ALL EYES ON RED BULL: recent team orders controversy means much media focus will be on Sebastian Vettel in China this weekend. Image: AFP


SHANGHAI, China - Round 3 (of 19) in the 2013 FIA Formula 1 World championship on Sunday and all eyes are sure to be on Red Bull Racing after Sebastian Vettel’s Sepang Shuffle in Malaysia in which the triple champion stole victory from team mate Mark Webber.

Their history began in 2010 in Turkey, and has yet to abate…


The 200 000-seater 5.451km Shanghai International Circuit is built in the shape of the Chinese symbol Shang (“ascend”)* on reclaimed land and is perched on more than 40 000 concrete pilings. The marsh below runs to more than 100m deep so, rather than drain it, F1 architect Herman Tilke specified 80m pilings to carry the foundation – concrete topped by a 16m polystyrene layer.

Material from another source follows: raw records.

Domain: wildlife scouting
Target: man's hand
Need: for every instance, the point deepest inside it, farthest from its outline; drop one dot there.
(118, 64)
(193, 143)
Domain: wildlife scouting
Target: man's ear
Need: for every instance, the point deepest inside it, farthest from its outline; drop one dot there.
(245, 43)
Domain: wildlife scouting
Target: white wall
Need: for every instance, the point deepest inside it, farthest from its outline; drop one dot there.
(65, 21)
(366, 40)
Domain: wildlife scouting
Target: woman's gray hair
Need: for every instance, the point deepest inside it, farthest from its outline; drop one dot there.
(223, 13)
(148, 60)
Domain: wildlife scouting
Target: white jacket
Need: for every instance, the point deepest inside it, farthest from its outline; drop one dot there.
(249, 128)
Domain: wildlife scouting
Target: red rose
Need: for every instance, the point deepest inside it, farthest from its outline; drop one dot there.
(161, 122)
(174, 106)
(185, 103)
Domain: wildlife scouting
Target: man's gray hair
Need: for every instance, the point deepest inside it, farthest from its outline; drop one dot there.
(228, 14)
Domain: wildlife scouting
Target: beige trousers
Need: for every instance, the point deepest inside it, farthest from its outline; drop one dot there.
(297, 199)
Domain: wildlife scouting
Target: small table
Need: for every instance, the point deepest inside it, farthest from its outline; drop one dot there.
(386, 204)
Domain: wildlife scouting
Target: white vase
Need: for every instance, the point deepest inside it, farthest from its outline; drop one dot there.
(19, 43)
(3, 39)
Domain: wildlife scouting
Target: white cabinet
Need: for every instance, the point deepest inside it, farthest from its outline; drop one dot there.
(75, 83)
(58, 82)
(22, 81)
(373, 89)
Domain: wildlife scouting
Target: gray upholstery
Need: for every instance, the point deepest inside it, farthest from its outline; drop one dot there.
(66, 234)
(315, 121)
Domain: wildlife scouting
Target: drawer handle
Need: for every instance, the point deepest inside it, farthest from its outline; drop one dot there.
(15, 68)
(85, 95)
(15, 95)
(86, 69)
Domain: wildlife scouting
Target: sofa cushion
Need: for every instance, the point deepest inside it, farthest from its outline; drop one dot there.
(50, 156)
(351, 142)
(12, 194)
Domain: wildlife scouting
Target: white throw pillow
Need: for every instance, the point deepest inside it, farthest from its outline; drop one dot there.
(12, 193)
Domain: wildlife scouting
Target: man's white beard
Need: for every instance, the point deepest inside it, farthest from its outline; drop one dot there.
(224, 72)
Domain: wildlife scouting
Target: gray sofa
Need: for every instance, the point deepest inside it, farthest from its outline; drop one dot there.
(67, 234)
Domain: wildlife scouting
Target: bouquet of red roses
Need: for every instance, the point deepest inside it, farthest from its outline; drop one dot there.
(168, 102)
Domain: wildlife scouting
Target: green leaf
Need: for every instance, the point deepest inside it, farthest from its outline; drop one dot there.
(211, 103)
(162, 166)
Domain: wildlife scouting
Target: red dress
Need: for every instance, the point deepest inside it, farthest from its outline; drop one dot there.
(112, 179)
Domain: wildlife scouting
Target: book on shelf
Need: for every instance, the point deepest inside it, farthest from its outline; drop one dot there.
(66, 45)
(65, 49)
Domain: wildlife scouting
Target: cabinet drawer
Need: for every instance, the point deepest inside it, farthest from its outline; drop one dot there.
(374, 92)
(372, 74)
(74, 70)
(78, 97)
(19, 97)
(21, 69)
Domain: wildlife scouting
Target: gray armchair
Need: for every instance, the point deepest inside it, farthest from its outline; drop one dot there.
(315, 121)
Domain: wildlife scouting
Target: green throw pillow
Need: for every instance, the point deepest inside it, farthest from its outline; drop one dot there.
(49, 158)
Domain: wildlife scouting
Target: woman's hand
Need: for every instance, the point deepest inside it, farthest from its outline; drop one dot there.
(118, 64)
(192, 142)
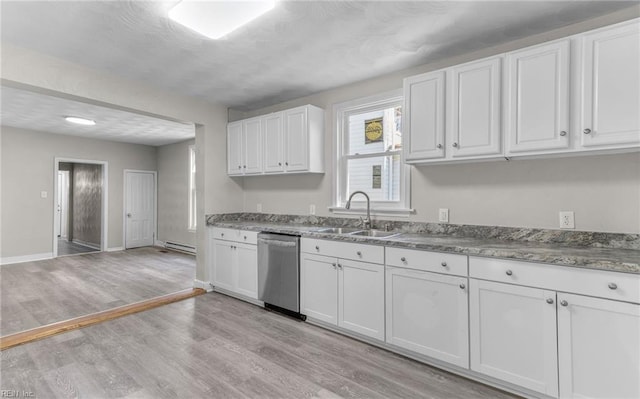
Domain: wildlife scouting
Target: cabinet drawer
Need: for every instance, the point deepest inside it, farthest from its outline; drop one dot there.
(245, 236)
(427, 261)
(598, 283)
(344, 250)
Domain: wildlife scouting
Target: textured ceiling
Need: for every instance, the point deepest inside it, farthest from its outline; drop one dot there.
(299, 48)
(46, 113)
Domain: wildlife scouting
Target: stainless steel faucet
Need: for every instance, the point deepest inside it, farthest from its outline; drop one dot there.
(366, 223)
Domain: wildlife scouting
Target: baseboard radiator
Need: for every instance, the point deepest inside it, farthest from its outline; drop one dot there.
(176, 246)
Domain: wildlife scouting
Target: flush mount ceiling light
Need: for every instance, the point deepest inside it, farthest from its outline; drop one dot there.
(80, 121)
(215, 19)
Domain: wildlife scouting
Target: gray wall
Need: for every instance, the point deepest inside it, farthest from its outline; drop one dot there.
(604, 191)
(87, 203)
(28, 168)
(173, 194)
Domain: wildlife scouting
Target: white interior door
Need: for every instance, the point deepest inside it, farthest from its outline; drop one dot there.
(63, 203)
(140, 194)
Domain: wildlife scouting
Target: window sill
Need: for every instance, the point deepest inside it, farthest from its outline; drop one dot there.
(394, 212)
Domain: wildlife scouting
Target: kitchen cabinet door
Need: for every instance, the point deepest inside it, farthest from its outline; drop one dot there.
(474, 112)
(361, 297)
(273, 143)
(599, 347)
(296, 140)
(424, 116)
(234, 148)
(513, 334)
(611, 84)
(223, 265)
(319, 288)
(252, 146)
(428, 313)
(246, 264)
(538, 98)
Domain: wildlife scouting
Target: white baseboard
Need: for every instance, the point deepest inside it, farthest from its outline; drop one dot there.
(202, 284)
(87, 244)
(25, 258)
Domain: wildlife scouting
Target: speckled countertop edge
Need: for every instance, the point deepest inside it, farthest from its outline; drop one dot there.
(561, 254)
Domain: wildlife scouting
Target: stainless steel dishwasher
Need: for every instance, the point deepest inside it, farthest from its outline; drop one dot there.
(279, 272)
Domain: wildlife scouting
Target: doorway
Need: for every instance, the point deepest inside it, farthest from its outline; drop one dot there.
(80, 207)
(140, 208)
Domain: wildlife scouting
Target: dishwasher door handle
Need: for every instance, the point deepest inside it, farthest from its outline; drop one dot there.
(277, 243)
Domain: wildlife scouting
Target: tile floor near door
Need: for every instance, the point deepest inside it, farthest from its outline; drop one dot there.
(214, 346)
(34, 294)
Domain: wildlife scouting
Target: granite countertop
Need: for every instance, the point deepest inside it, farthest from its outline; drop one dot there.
(617, 258)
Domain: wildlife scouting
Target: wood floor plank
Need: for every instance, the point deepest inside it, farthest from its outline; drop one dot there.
(34, 334)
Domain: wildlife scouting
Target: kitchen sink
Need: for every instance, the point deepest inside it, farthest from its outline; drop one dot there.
(375, 233)
(338, 230)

Still, the local populace appreciates neither such civil engineering feats nor the most advanced cars on the planet so the state-funded Chinese GP – this year will be the 10th - invariably plays to empty stands, so much so that many grandstands are closed and used as giant billboards while parking areas are filled with buses of a clearly military persuasion…
For all that this is an extremely technical circuit, having 16 turns (split 7L/9R), with a fearsomely fast back straight on which cars top 320 km/h depending on gearing and aero settings. The first corner complex, popularly known as “the snail” on account of its triple apex, shell-like layout, tightens on itself before opening out, and is rated as four turns in one.
At the other extreme, the T14 hairpin at the end of the 1400m straight, on which cars run at the max (18 000rpm) for almost 13 seconds, provides perfect proof of the stresses modern F1 cars undergo as they brake from 320 to 60 km/h:
Stopping distance - 119m
Braking time - 2.98sec
Maximum deceleration - 6.41g
Pedal load - 174kg
Braking energy - 2870kW
Data: Brembo

The (banked) T13 corner leading into the straight provides the DRS detection point, with one of two overtaking zones starting about halfway down the 1400m straight. The detection point of the second zone – on the main start/finish/straight – is just before the final turn, although strangely this zone is not included on the FIA’s official circuit map.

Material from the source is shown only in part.